Field Notes · Getting started
Getting started on GreenerThumb
A short tour of what the platform does and how to make the most of it — from first plant to first approved wiki contribution.
1. Create an account
Browsing the wiki, Help-ID board, and Sightings feed works while signed out. Anything you own — a plant, a growth log, a submission — needs an account.
2. Track your plants
The core of the app. Add a plant once, log growth whenever you notice something worth remembering.
- Add a plant via the
+ Add Plantbutton in the nav, or /plants/add. Free-form species input gets normalized to a wiki entry when it matches. - Log growth from the plant detail page — pitcher count, health rating, action type (watered / fertilized / sprayed / repotted / pruned), notes, and a photo.
- Group plants into gardens from /gardens — useful for grow tents, shelves, or locations with a shared watering schedule.
- Bulk care from the collection page: select multiple plants, log one action for all of them at once.
3. Contribute photos to the wiki
The species wiki is powered by community photos. Your approved submissions get a credit on the species page and rank you on the contributors leaderboard.
- On the plant's edit page, flip Make this plant public. Private plants can't submit.
- Make sure the species resolves to a wiki entry — hybrids and unknown species can't submit.
- On the plant detail page, scroll to the Photos tab and click
Submit to Wikion your best shot. - Moderators review submissions. Track status (and withdraw if you change your mind) at Settings › My Wiki Contributions.
Heads up: there's no direct text editing of species pages — that's moderator-only. To suggest a change to wiki copy, use Feedback.
4. Post a Help-ID
Got a plant you can't name? Post photos on the Help-ID board and let the community weigh in.
- Click New request or head to /help-id/new.
- Upload 1–4 photos showing the key ID features (whole plant, close-up of any pitcher / flower / leaf pattern).
- Add optional context — where the plant came from, size, any visible label.

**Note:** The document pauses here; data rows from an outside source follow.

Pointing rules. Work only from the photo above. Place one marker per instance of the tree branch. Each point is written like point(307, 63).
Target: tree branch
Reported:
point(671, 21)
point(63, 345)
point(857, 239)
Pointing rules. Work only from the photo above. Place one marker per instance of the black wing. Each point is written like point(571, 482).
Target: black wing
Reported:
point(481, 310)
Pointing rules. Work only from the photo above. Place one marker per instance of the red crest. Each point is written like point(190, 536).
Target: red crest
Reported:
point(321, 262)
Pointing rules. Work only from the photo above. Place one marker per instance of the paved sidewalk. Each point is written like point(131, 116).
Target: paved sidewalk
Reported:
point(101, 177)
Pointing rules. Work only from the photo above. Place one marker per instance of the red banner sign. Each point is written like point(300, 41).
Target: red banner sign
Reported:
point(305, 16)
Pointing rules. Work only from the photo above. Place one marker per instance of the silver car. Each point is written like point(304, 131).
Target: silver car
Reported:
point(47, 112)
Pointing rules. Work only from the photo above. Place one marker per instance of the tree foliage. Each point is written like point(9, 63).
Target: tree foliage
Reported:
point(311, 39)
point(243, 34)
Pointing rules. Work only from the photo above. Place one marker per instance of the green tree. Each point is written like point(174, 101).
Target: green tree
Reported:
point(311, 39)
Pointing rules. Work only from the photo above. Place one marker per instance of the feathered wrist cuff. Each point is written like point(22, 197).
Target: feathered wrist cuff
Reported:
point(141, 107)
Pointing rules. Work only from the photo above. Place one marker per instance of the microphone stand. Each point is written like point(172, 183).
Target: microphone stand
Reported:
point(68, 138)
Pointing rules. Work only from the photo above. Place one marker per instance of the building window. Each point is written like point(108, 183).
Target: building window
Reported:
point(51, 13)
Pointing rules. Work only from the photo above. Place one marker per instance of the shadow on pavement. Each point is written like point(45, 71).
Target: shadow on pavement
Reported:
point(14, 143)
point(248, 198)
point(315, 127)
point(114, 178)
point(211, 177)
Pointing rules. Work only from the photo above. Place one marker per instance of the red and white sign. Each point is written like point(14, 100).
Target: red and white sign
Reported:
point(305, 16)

- Other users suggest identifications; you pick the one that looks right, which marks the post resolved.
5. Log wild sightings
Saw something interesting in the wild, a greenhouse, or a nursery? Sightings is the public field-notes feed.
- Open /sightings/new and upload a photo.
- Type the species as best you can — the form normalizes it and deep-links to the wiki when it matches.
- Optionally add a place name, coordinates, and a note about the habitat or context.
- Your sighting appears on the public feed and, if the species matches a wiki entry, on that species' page under Wild sightings.
6. AI Growth Vision
Every photo you log builds a visual timeline. AI scans compare new photos against the plant's history to flag early warnings — you don't need to do anything extra to opt in.
- Health trajectory. A pitcher browning across three weeks is easy to miss. The timeline catches it.
- Pitcher count drift. If the AI thinks the count doesn't match what it sees, it'll ask.
- Day 1 vs today. The simplest comparison is often the most motivating — and most diagnostic. Open a plant's Photos tab to see it.